2009 French comedy-drama film

Le Concert is a 2009 comedy-drama film by Radu Mihăileanu, starring Aleksei Guskov, Mélanie Laurent and Miou-Miou. It won the Best Original Score and Best Sound awards at César Awards 2010. It was also nominated for two Magritte Awards in the category of Best Film in Coproduction and Best Editing for Ludo Troch in 2011, and Best Foreign Film at the 68th Golden Globe Awards.

== Plot ==

A former world-famous conductor of the Bolshoi Theatre orchestra, known as "The Maestro", Andrey Simonovich Filipov, had had his career publicly broken by Leonid Brezhnev for defending Jewish musicians and is reduced to working as a mere janitor in the theatre where he once conducted, becoming an alcoholic in the process.
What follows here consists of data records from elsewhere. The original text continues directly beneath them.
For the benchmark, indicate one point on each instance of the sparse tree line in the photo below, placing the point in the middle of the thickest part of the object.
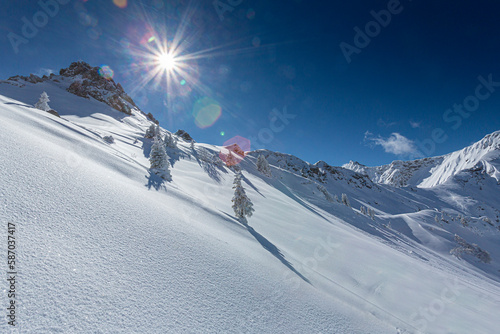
(159, 165)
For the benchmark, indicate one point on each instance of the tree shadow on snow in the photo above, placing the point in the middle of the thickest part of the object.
(212, 170)
(269, 246)
(19, 104)
(250, 184)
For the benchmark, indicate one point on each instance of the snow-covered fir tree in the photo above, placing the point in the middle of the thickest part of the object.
(152, 131)
(159, 159)
(263, 166)
(42, 103)
(242, 205)
(345, 200)
(169, 140)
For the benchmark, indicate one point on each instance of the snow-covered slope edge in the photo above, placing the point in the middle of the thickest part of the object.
(113, 237)
(430, 172)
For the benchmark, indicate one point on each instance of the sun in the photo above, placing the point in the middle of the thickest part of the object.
(167, 61)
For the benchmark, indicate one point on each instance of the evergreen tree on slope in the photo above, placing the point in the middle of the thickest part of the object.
(159, 159)
(42, 103)
(242, 205)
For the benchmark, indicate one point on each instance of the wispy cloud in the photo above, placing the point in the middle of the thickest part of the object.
(395, 144)
(44, 71)
(415, 125)
(385, 124)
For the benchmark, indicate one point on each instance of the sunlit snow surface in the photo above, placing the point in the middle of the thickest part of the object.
(104, 246)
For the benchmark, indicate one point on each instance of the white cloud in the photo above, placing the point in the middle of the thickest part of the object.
(396, 144)
(385, 124)
(415, 124)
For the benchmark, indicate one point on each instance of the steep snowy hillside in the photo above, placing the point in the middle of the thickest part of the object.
(430, 172)
(107, 246)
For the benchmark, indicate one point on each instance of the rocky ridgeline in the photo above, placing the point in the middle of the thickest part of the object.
(320, 171)
(87, 82)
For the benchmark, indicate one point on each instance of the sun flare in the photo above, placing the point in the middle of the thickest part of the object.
(167, 61)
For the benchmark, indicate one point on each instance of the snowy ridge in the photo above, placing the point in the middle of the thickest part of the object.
(320, 171)
(101, 232)
(430, 172)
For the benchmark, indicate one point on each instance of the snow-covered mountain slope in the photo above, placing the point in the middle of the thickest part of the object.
(430, 172)
(106, 246)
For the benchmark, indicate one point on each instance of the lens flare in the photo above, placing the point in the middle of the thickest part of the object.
(167, 61)
(206, 112)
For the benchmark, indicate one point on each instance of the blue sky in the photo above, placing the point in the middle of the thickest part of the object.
(375, 101)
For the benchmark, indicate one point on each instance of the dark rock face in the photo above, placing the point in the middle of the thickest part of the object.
(88, 83)
(152, 119)
(183, 134)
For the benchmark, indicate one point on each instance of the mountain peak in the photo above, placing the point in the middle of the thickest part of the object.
(83, 80)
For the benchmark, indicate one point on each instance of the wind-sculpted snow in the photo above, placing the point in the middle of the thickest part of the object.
(107, 246)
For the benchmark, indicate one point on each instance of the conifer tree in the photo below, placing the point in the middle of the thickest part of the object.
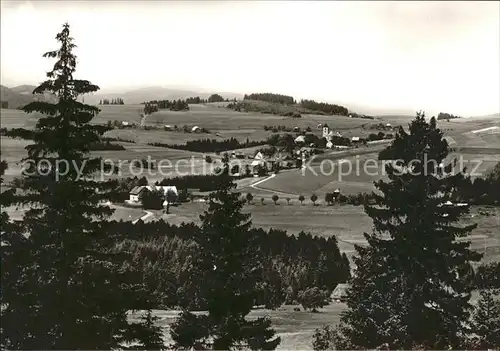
(412, 283)
(230, 262)
(486, 320)
(63, 287)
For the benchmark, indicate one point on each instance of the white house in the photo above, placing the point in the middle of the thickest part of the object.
(339, 293)
(135, 193)
(326, 131)
(300, 139)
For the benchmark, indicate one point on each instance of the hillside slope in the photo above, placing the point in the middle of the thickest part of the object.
(21, 95)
While cleaning his boss's office, he intercepts an official invitation from the prestigious Théâtre du Châtelet in Paris to replace a concert of the Los Angeles Philharmonic Orchestra that was canceled at the last minute. Filipov comes up with a plan to reunite his old orchestra, composed of old Jewish and Gypsy musicians – who also have been reduced to making a living as movers or taxi drivers – to perform in Paris and complete a performance of Tchaikovsky's Violin Concerto, which was interrupted 30 years earlier by former KGB Agent Ivan Gavrilov, who is enrolled by Filipov in his scheme as the orchestra's manager and is actively and efficiently supporting Filipov's plan, much to the dismay of Aleksandr 'Sasha' Abramovich Grossman (the orchestra's main cellist), because he suspects that Gavrilov has his own agenda for the Paris trip.
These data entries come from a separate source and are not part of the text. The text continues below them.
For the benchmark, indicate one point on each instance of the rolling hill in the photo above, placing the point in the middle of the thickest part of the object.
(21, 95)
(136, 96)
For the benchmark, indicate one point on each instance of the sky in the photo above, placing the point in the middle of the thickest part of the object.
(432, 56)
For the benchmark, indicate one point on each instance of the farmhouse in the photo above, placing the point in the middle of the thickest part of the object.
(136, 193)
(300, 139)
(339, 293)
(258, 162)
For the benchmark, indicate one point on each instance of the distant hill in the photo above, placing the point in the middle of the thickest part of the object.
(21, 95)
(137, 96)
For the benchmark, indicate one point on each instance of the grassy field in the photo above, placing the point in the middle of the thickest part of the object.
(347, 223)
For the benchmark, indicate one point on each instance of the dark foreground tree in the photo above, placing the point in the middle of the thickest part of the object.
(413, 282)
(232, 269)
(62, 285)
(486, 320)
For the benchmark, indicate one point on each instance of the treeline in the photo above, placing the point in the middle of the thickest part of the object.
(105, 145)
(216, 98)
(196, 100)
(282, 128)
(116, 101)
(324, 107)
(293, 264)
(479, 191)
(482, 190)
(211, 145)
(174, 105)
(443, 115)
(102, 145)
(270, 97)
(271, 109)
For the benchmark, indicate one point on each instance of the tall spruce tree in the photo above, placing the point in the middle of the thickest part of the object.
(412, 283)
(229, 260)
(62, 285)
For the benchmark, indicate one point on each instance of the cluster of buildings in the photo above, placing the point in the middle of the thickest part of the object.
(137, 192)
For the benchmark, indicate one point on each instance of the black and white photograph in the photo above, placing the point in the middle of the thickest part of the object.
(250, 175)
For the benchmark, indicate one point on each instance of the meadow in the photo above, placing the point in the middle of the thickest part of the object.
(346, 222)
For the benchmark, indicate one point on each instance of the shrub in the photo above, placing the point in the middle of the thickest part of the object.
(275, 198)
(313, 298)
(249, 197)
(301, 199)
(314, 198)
Gavrilov and Filipov demand several conditions from the Châtelet, that they are forced to accept, since the concert with the Bolshoi is significantly less expensive. One condition is that the solo violinist will be Anne-Marie Jacquet, who famously has never played Tchaikovsky's concerto because she is afraid of it. She has long dreamed of playing it with the Bolshoi and particularly with Filipov, whose fame outside of Russia has not diminished. Her agent, Guylène de La Rivière, who is also Anne-Marie's adoptive mother, is reluctant to allow that because she is acquainted with Filipov and his past, but Anne-Marie insists, and de la Riviere has no option but to accept. The orchestra is also forced to accept the sponsorship of an open Russian mafia boss who likes to play the cello, despite the fact that he does so terribly and who wants to be part of the orchestra.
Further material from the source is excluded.